Children have an uncanny attraction to frightening stories and psychologists say they project their fears and come to terms with them through stories.

Some of the most popular children's fiction involves ghost, vampires and skeletons. Harry Potter enthralls readers with witches and warlocks. R.L. Stine's original "Goosebumps" series -- "Welcome to Camp Nightmare" and the Abominable Snowman of Pasadena" has entertained teens for decades.

Some of the original Grimm Brothers' fairy tales, culled from folk stories that had been recited over generations, were gruesome, including rapes, incest, child murder and incessant bullying, according to the trivia website, The List Universe.

In "Snow White," the queen asks for the young maiden's liver and lungs, which she intends to serve up for dinner.

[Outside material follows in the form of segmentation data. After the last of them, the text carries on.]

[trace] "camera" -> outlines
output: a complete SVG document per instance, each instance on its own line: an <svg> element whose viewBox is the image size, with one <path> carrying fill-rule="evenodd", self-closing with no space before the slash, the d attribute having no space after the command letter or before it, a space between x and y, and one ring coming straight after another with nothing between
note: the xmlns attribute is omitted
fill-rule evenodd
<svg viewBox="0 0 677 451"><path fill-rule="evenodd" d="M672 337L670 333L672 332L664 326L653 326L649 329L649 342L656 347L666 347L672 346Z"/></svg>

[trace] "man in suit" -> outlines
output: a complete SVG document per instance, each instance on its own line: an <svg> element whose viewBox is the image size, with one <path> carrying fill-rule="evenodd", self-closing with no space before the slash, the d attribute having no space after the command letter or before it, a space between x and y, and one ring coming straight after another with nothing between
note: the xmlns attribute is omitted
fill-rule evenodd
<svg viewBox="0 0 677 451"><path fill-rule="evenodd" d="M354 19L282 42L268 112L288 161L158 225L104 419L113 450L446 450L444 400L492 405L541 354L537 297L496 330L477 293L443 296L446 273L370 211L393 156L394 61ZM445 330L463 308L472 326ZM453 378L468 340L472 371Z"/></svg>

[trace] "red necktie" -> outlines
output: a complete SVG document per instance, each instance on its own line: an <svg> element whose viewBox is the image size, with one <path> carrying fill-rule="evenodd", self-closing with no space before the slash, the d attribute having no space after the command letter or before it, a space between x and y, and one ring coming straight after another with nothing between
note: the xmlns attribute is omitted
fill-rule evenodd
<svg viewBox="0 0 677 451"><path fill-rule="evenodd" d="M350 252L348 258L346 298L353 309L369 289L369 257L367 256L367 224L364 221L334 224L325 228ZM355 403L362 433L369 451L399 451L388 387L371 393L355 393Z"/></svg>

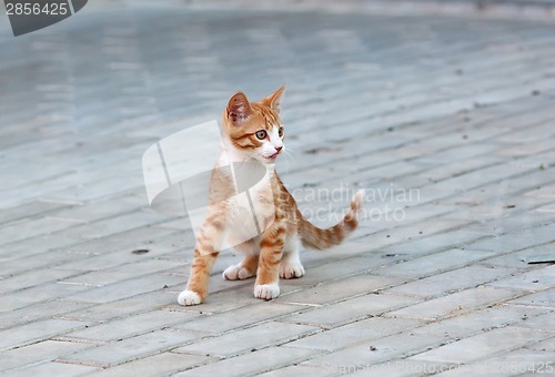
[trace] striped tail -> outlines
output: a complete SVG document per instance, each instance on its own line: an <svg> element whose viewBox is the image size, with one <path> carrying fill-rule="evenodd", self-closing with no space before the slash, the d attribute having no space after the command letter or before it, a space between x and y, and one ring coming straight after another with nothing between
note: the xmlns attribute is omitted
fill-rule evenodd
<svg viewBox="0 0 555 377"><path fill-rule="evenodd" d="M301 212L296 210L296 214L301 220L299 233L301 234L303 246L322 249L341 244L359 225L359 212L362 210L363 200L364 191L357 191L351 201L351 207L347 214L341 222L327 230L322 230L312 225L303 217Z"/></svg>

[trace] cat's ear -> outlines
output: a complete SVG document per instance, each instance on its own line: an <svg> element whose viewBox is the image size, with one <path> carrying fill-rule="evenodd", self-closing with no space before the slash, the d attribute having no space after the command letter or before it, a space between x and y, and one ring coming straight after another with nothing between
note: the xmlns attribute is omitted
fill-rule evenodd
<svg viewBox="0 0 555 377"><path fill-rule="evenodd" d="M233 124L240 124L252 114L252 108L242 92L235 93L228 103L228 118Z"/></svg>
<svg viewBox="0 0 555 377"><path fill-rule="evenodd" d="M270 109L274 110L275 112L280 113L281 95L283 94L284 90L285 85L281 85L280 89L278 89L275 92L263 99L261 102L266 106L269 106Z"/></svg>

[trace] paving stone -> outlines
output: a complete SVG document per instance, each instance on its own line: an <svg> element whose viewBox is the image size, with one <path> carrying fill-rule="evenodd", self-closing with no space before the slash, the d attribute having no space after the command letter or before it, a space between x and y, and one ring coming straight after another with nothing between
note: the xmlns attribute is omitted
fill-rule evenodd
<svg viewBox="0 0 555 377"><path fill-rule="evenodd" d="M18 370L18 374L26 376L82 376L99 368L87 365L71 365L64 363L47 361Z"/></svg>
<svg viewBox="0 0 555 377"><path fill-rule="evenodd" d="M516 305L527 305L527 306L541 306L551 307L555 306L555 292L553 289L547 289L544 292L535 293L532 295L526 295L519 298L515 298L508 302L509 304Z"/></svg>
<svg viewBox="0 0 555 377"><path fill-rule="evenodd" d="M488 283L488 286L527 291L544 291L555 286L555 266L535 268L512 277Z"/></svg>
<svg viewBox="0 0 555 377"><path fill-rule="evenodd" d="M148 294L154 291L161 292L164 286L170 286L174 284L181 283L181 278L179 276L172 276L169 274L154 274L143 276L141 278L128 279L110 285L105 285L98 288L84 287L81 285L69 285L69 284L60 284L61 286L71 286L71 287L80 287L88 288L85 292L82 292L77 295L67 296L68 299L73 299L77 302L85 302L85 303L110 303L115 302L122 298L133 297L140 294Z"/></svg>
<svg viewBox="0 0 555 377"><path fill-rule="evenodd" d="M528 319L545 315L546 313L548 313L546 308L505 304L434 322L426 326L414 328L412 334L427 335L444 339L461 339L507 325L526 327L525 324Z"/></svg>
<svg viewBox="0 0 555 377"><path fill-rule="evenodd" d="M417 319L400 323L392 318L369 318L304 337L290 343L289 346L336 350L361 343L367 344L404 329L417 327L423 323Z"/></svg>
<svg viewBox="0 0 555 377"><path fill-rule="evenodd" d="M191 342L194 338L193 334L185 332L159 330L81 350L60 357L59 361L109 367L165 351L180 344Z"/></svg>
<svg viewBox="0 0 555 377"><path fill-rule="evenodd" d="M412 356L411 359L468 364L549 336L549 333L541 330L507 326L450 343L440 348Z"/></svg>
<svg viewBox="0 0 555 377"><path fill-rule="evenodd" d="M442 342L444 340L405 332L312 358L300 365L320 367L337 374L343 370L361 369L367 364L403 358L418 350L436 347ZM371 350L371 346L375 350Z"/></svg>
<svg viewBox="0 0 555 377"><path fill-rule="evenodd" d="M272 371L266 371L263 374L260 374L260 376L263 377L286 377L291 375L301 375L301 376L306 376L306 377L320 377L324 376L324 370L322 368L314 368L310 366L303 366L303 365L292 365L289 367L280 368L280 369L274 369Z"/></svg>
<svg viewBox="0 0 555 377"><path fill-rule="evenodd" d="M472 249L450 249L416 259L398 263L373 272L377 275L424 277L440 272L461 267L493 255L491 252L475 252ZM410 256L408 256L410 257ZM448 261L447 263L445 261Z"/></svg>
<svg viewBox="0 0 555 377"><path fill-rule="evenodd" d="M0 328L6 329L26 325L38 319L47 319L52 317L70 316L71 313L87 310L92 304L78 303L72 300L54 299L49 302L40 302L36 305L29 305L12 312L4 312L0 316ZM73 319L73 318L68 318ZM88 322L89 318L79 318Z"/></svg>
<svg viewBox="0 0 555 377"><path fill-rule="evenodd" d="M191 313L153 310L114 319L104 324L65 334L68 338L108 342L159 330L172 324L189 322L196 317Z"/></svg>
<svg viewBox="0 0 555 377"><path fill-rule="evenodd" d="M300 309L301 307L297 305L283 305L276 302L258 303L222 313L204 315L201 318L186 320L170 327L215 335L244 326L258 325L261 322L282 317Z"/></svg>
<svg viewBox="0 0 555 377"><path fill-rule="evenodd" d="M118 255L118 257L121 258L121 255ZM132 259L130 258L130 261ZM104 286L157 272L161 275L163 272L168 272L168 269L174 268L175 266L176 263L172 261L157 258L140 259L135 263L131 262L113 268L104 268L102 271L94 271L85 274L81 271L78 276L65 278L61 281L61 283Z"/></svg>
<svg viewBox="0 0 555 377"><path fill-rule="evenodd" d="M446 295L448 293L453 293L455 291L462 291L476 287L477 285L483 285L491 281L495 281L498 277L507 276L514 271L516 269L471 265L443 274L417 279L407 284L398 285L385 292L417 297L437 297ZM497 285L494 284L494 286Z"/></svg>
<svg viewBox="0 0 555 377"><path fill-rule="evenodd" d="M81 275L80 271L57 271L57 269L42 269L38 272L27 273L13 277L2 279L0 292L2 294L30 288L34 285L44 284L49 282L61 281L69 276Z"/></svg>
<svg viewBox="0 0 555 377"><path fill-rule="evenodd" d="M13 369L27 364L52 361L59 356L72 354L74 351L89 347L91 347L91 345L70 342L44 340L29 346L10 349L2 353L0 370Z"/></svg>
<svg viewBox="0 0 555 377"><path fill-rule="evenodd" d="M36 201L27 204L21 204L11 208L4 208L0 214L0 224L12 223L18 220L42 215L47 212L63 208L67 205L60 203L50 203Z"/></svg>
<svg viewBox="0 0 555 377"><path fill-rule="evenodd" d="M319 351L311 349L271 347L222 361L208 364L199 368L176 374L175 376L213 376L222 370L225 370L228 376L255 375L278 369L281 366L294 364L317 354Z"/></svg>
<svg viewBox="0 0 555 377"><path fill-rule="evenodd" d="M0 349L23 346L33 342L46 340L75 328L84 328L88 323L78 320L44 319L32 324L2 330Z"/></svg>
<svg viewBox="0 0 555 377"><path fill-rule="evenodd" d="M497 357L442 373L440 376L536 376L552 374L553 357L551 353L515 350Z"/></svg>
<svg viewBox="0 0 555 377"><path fill-rule="evenodd" d="M555 351L555 337L552 337L552 338L548 338L548 339L545 339L545 340L542 340L538 343L534 343L534 344L527 346L526 348L553 353L553 351Z"/></svg>
<svg viewBox="0 0 555 377"><path fill-rule="evenodd" d="M354 319L379 316L385 312L413 305L416 298L391 294L370 294L341 303L315 307L300 314L287 315L281 322L335 327Z"/></svg>
<svg viewBox="0 0 555 377"><path fill-rule="evenodd" d="M280 343L289 343L295 338L319 330L317 327L313 326L270 322L220 335L218 337L205 338L194 344L176 348L175 351L220 357L234 356L251 351L251 349L268 347Z"/></svg>
<svg viewBox="0 0 555 377"><path fill-rule="evenodd" d="M112 368L93 373L91 376L154 376L176 373L194 365L202 365L209 361L213 361L213 358L196 355L165 353L124 363Z"/></svg>
<svg viewBox="0 0 555 377"><path fill-rule="evenodd" d="M47 283L43 285L36 285L30 288L13 292L2 297L2 306L0 313L11 312L24 308L30 305L40 304L44 300L59 299L73 295L79 295L81 292L87 291L89 287L60 284L58 282Z"/></svg>
<svg viewBox="0 0 555 377"><path fill-rule="evenodd" d="M107 304L79 303L61 300L57 305L67 305L68 303L82 305L79 310L63 314L63 318L77 320L108 322L112 318L122 318L132 314L145 312L149 309L160 309L168 303L173 303L174 295L168 292L152 292L139 296L128 297ZM185 315L186 316L186 315Z"/></svg>
<svg viewBox="0 0 555 377"><path fill-rule="evenodd" d="M529 318L518 326L541 329L544 332L555 332L555 323L553 322L553 318L555 318L555 315L553 314L553 312L551 312L544 315L536 316L534 318Z"/></svg>
<svg viewBox="0 0 555 377"><path fill-rule="evenodd" d="M476 289L457 292L447 296L418 303L406 308L390 312L386 316L437 319L461 315L484 306L495 305L518 295L523 295L523 292L481 286Z"/></svg>
<svg viewBox="0 0 555 377"><path fill-rule="evenodd" d="M347 277L340 282L329 282L314 288L292 293L291 295L282 295L281 300L285 304L325 304L383 289L395 282L398 282L398 279L390 276L363 274Z"/></svg>

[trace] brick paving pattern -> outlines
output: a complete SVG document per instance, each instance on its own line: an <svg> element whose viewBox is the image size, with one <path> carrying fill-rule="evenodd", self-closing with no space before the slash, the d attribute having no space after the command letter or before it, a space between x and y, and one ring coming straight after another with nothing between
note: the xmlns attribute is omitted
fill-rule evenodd
<svg viewBox="0 0 555 377"><path fill-rule="evenodd" d="M553 22L90 4L19 38L0 17L0 50L1 375L555 367L555 266L522 261L555 253ZM283 181L322 226L349 195L303 197L365 187L367 218L273 302L225 251L181 307L194 238L142 153L282 83Z"/></svg>

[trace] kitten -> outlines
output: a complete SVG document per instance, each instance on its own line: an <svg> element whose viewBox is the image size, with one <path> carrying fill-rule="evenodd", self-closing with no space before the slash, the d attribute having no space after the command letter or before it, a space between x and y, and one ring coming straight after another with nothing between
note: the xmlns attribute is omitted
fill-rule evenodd
<svg viewBox="0 0 555 377"><path fill-rule="evenodd" d="M198 232L189 283L178 298L181 305L196 305L206 298L210 271L223 238L229 233L241 232L236 220L244 214L239 214L230 204L236 193L231 176L218 169L220 166L256 161L266 169L269 184L262 185L252 198L262 208L259 215L264 217L262 221L266 225L259 236L235 246L244 255L243 261L223 272L223 277L230 281L256 276L254 296L258 298L278 297L280 277L304 275L299 256L300 243L305 247L327 248L340 244L357 226L362 191L353 196L347 214L339 224L321 230L303 217L294 197L275 173L275 159L284 151L284 131L280 121L283 90L284 86L259 102L249 102L241 92L229 101L222 123L224 151L212 173L209 215Z"/></svg>

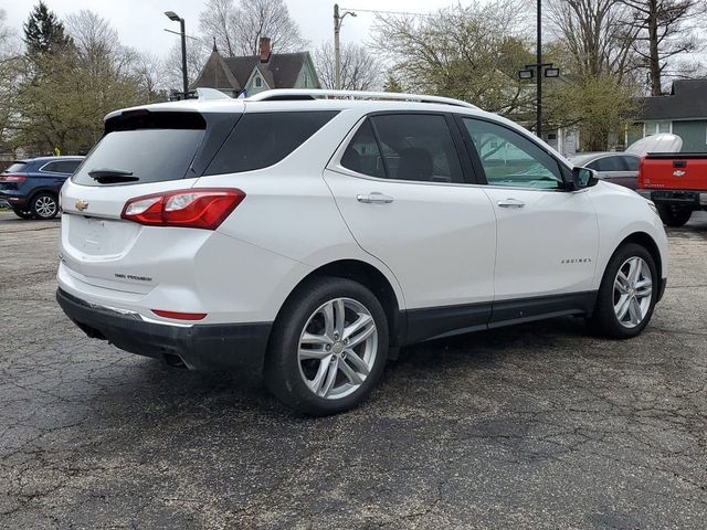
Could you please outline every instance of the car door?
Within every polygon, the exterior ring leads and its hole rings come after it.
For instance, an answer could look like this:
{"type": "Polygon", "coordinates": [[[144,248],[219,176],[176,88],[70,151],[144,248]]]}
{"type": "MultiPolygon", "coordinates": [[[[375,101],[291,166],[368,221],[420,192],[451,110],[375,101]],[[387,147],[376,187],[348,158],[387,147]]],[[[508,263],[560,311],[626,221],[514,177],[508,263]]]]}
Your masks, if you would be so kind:
{"type": "Polygon", "coordinates": [[[461,329],[484,327],[490,314],[496,221],[460,150],[444,114],[373,115],[325,171],[358,244],[400,282],[413,339],[435,335],[415,329],[415,316],[461,329]]]}
{"type": "Polygon", "coordinates": [[[460,126],[497,219],[492,321],[582,301],[574,295],[593,288],[599,246],[590,190],[566,191],[569,170],[509,125],[462,117],[460,126]]]}
{"type": "Polygon", "coordinates": [[[632,170],[623,155],[608,155],[587,165],[589,169],[597,171],[597,177],[613,184],[635,189],[639,173],[637,162],[632,170]]]}

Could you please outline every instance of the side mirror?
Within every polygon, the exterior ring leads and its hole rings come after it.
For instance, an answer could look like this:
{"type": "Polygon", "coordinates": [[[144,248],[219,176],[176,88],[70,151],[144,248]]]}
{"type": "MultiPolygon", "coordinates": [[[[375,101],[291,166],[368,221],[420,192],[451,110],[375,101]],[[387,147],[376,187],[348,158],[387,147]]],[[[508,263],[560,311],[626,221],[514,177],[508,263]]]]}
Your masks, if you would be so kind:
{"type": "Polygon", "coordinates": [[[572,190],[583,190],[597,182],[597,172],[593,169],[572,168],[572,190]]]}

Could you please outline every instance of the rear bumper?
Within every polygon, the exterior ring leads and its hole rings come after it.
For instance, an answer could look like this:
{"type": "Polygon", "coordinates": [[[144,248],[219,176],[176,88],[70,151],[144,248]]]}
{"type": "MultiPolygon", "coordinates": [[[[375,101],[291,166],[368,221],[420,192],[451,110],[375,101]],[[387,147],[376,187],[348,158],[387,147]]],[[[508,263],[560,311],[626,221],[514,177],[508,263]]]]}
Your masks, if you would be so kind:
{"type": "Polygon", "coordinates": [[[639,194],[657,204],[699,210],[707,206],[707,191],[637,190],[639,194]]]}
{"type": "Polygon", "coordinates": [[[61,288],[56,290],[56,301],[88,337],[107,340],[122,350],[161,359],[171,365],[183,363],[191,370],[262,372],[271,322],[156,324],[137,314],[88,304],[61,288]]]}
{"type": "Polygon", "coordinates": [[[0,190],[0,204],[6,203],[12,208],[27,208],[28,197],[15,190],[0,190]]]}

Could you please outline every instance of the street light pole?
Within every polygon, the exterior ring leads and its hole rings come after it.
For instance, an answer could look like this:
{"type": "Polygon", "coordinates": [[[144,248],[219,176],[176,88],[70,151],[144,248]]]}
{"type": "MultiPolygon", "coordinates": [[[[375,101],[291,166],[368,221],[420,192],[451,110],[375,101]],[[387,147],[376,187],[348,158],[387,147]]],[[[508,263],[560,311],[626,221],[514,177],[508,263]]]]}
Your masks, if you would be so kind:
{"type": "Polygon", "coordinates": [[[542,139],[542,75],[540,75],[540,68],[542,68],[542,0],[538,0],[538,42],[536,44],[536,64],[537,64],[537,107],[536,107],[536,135],[542,139]]]}
{"type": "Polygon", "coordinates": [[[339,43],[339,33],[341,31],[341,21],[347,14],[356,17],[354,11],[347,11],[339,15],[339,4],[334,4],[334,85],[337,91],[341,89],[341,46],[339,43]]]}
{"type": "Polygon", "coordinates": [[[189,92],[189,76],[187,75],[187,31],[184,29],[184,19],[179,17],[173,11],[165,11],[165,14],[172,22],[179,22],[180,36],[181,36],[181,82],[182,82],[182,97],[187,98],[189,92]]]}

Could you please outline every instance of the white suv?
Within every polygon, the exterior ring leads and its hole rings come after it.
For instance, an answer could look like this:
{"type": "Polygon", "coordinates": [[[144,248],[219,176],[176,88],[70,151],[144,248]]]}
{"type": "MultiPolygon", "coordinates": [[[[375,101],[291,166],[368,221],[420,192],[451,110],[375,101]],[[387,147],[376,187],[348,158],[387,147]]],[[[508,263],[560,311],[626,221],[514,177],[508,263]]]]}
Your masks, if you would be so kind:
{"type": "Polygon", "coordinates": [[[431,96],[271,91],[115,112],[61,193],[57,299],[88,336],[262,373],[340,412],[400,347],[574,315],[640,333],[654,205],[521,127],[431,96]]]}

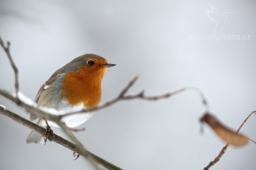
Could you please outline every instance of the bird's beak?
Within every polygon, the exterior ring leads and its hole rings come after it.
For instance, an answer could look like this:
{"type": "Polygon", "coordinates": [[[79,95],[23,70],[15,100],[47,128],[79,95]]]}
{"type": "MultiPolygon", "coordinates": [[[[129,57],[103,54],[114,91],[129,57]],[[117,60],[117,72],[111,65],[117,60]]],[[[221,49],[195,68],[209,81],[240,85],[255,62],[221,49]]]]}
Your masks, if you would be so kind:
{"type": "Polygon", "coordinates": [[[104,65],[102,65],[102,66],[103,67],[108,67],[109,68],[110,67],[115,67],[116,65],[116,64],[111,64],[111,63],[107,63],[107,64],[105,64],[104,65]]]}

In the end the wicked queen dances in red hot iron shoes.

The original "Sleeping Beauty" is bitten and then raped by the king (not kissed by a prince), and she gives birth to his two children in her sleep. One of them sucks off the flax that has kept the princess asleep for 100 years, waking her up.

The "Pied Piper" actually entices the village children to follow him to a river, where they all drown. And the step-sisters of "Cinderella" cut off parts of their own feet to fit into the glass slipper.

"Fairytales are a path to dealing with fear, to figure out how it works, what it is and recognizing it," he said. "Pulling your head out of the sand when you are surrounded by horror or fearsome things has a high survival value."

The same may be said of horror movies -- the terror that reflects life's real fears is the worst. One filmgoer said the 2011 film "Contagion," about a lethal pandemic, was particularly frightening.

"It's not the horror movies that scare me," she said. "It's movies about things that seem like they actually could happen. As a germ-a-phone, that was terrifying."

Others have given up the genre forever.

"I have a theory," said Wheeze Carlson, a 59-year-old from Michigan who was raped as a girl. "Only people that have never experienced true fear and terror like that stuff. The rest of us never want to ever revisit that emotion again."

And even those like Michele Sinesky who crave horror movies, have their limits.

"I avoid human monsters at all costs," she said. "And I hate slasher movies."